A blog about dog training and dog breeding…and other sundry matters

Some years ago, when I was new to owning dogs and just starting out as a trainer, I read some very sage advice from a book authored by a well-known trainer.  It said that exercise was perhaps one of the most important things that could help a dog with behavioral issues.

Yesterday Gretchen turned over her aluminum water bucket, flooded out the living room in the process, and proceeded to chew the bucket.   Dogs don’t like metal of any kind in their mouths, and that’s why it’s so hard to teach a dog to retrieve with a metal object.  The fact that Gretchen was chewing her bucket, told me that something was wrong.

Then this morning she barked non-stop while in her crate for no reason, and when I let her out, she ran around the house, jumped on people, crashed into furniture and knocked over the other dogs.  It was as if the neurons in the dog’s brain were firing randomly and in quick succession.

“That dog is possessed!”  Someone commented to me in a tone of disgust.

No, Gretchen wasn’t possessed, nor was she a bad dog.  She was bored, plain and simple.

I took her out for a one-hour walk this evening, and from she enthusiastically jumped out of the car, I could tell that she was so happy to be out of the house.  She sniffed around, then was happy to walk close to me, not exactly loose-leash walking, but not exactly pulling, either.  I didn’t mind; I just wanted this dog to get exercise and have fun in the process.

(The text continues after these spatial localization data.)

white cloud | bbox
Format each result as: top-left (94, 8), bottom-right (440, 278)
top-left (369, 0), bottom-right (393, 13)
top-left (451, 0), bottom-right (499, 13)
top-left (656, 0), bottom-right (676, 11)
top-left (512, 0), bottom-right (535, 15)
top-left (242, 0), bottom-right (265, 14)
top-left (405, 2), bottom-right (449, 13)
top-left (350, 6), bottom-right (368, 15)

I brought along a bag of treats and a clicker just in case I decided to do a bit of training with her.  In the past she has not functioned very well in public because she gets so overwhelmed with stimuli.  Tonight she kept checking in with me, and interacting with me, springing into the air with glee when I praised her.  I figured that I’d be able to do training.

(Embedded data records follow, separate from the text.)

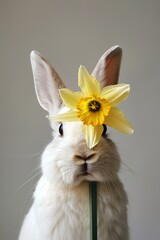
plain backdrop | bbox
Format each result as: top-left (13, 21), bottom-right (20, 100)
top-left (1, 0), bottom-right (160, 239)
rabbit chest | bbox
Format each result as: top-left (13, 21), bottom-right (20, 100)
top-left (19, 176), bottom-right (128, 240)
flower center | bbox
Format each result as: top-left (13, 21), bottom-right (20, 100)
top-left (76, 95), bottom-right (111, 126)
top-left (88, 100), bottom-right (101, 112)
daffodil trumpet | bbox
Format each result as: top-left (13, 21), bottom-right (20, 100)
top-left (49, 66), bottom-right (134, 148)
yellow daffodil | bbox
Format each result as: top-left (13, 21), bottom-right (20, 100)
top-left (49, 66), bottom-right (134, 148)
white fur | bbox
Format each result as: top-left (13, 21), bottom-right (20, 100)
top-left (19, 46), bottom-right (129, 240)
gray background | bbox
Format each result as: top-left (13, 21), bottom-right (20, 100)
top-left (1, 0), bottom-right (160, 239)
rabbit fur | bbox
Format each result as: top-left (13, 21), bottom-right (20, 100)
top-left (19, 46), bottom-right (129, 240)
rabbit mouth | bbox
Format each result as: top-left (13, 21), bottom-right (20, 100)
top-left (79, 163), bottom-right (89, 176)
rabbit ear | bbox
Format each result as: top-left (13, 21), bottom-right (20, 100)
top-left (91, 45), bottom-right (122, 87)
top-left (30, 51), bottom-right (65, 114)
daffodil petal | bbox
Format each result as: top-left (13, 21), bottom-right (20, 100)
top-left (48, 109), bottom-right (79, 122)
top-left (59, 88), bottom-right (82, 108)
top-left (101, 84), bottom-right (130, 106)
top-left (78, 66), bottom-right (101, 96)
top-left (104, 107), bottom-right (134, 134)
top-left (83, 125), bottom-right (103, 149)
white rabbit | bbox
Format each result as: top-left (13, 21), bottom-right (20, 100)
top-left (19, 46), bottom-right (129, 240)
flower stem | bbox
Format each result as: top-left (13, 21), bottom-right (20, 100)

Gretchen gobbled up a tasty bit of treat which I offered, so I asked for a sit.  She complied.  We walked a bit, and a man came walking in our direction.  Gretchen reacts to people and other animals, but I kept walking briskly with her, and switched directions with her so that she wouldn’t be walking head on towards the man.  She didn’t even bark.

We ran for a bit, then we walked, then we did a series of sits and downs, but no stays.  We did a bit of heeling.  The little dog just exuded sheer joy.

Many times boredom in dogs manifests itself as digging in the garden, chewing furniture/shoes, dragging clothes off the line, or excessive barking (for no apparent reason).  The dog is not a bad dog.  It needs behavior modification, but it also needs exercise.  Sometimes just exercising the dog until it’s really tired and often will work wonders for the animal.

Now we’re home, and Gretchen’s  zonked out in her crate.

A tired dog is a well-behaved dog, indeed.


Comments on: "A Tired Dog is a Well-Behaved Dog–Tips for Solving Behavioral Issues" (2)

  1. Boy does that sound familiar! :))
    That is my favorite saying as well, and has helped keep my three in happy states of mind :))

  2. Karlene Craig said:

    oh so true, i have had a frustrating time with 2 dogs i was training for someone who simply could not understand that I could not work miracles if they did not exercise the dogs regularly. i suggested to them that they put themselves in the dogs position in a kennel all day and then let out at night with nothing to do.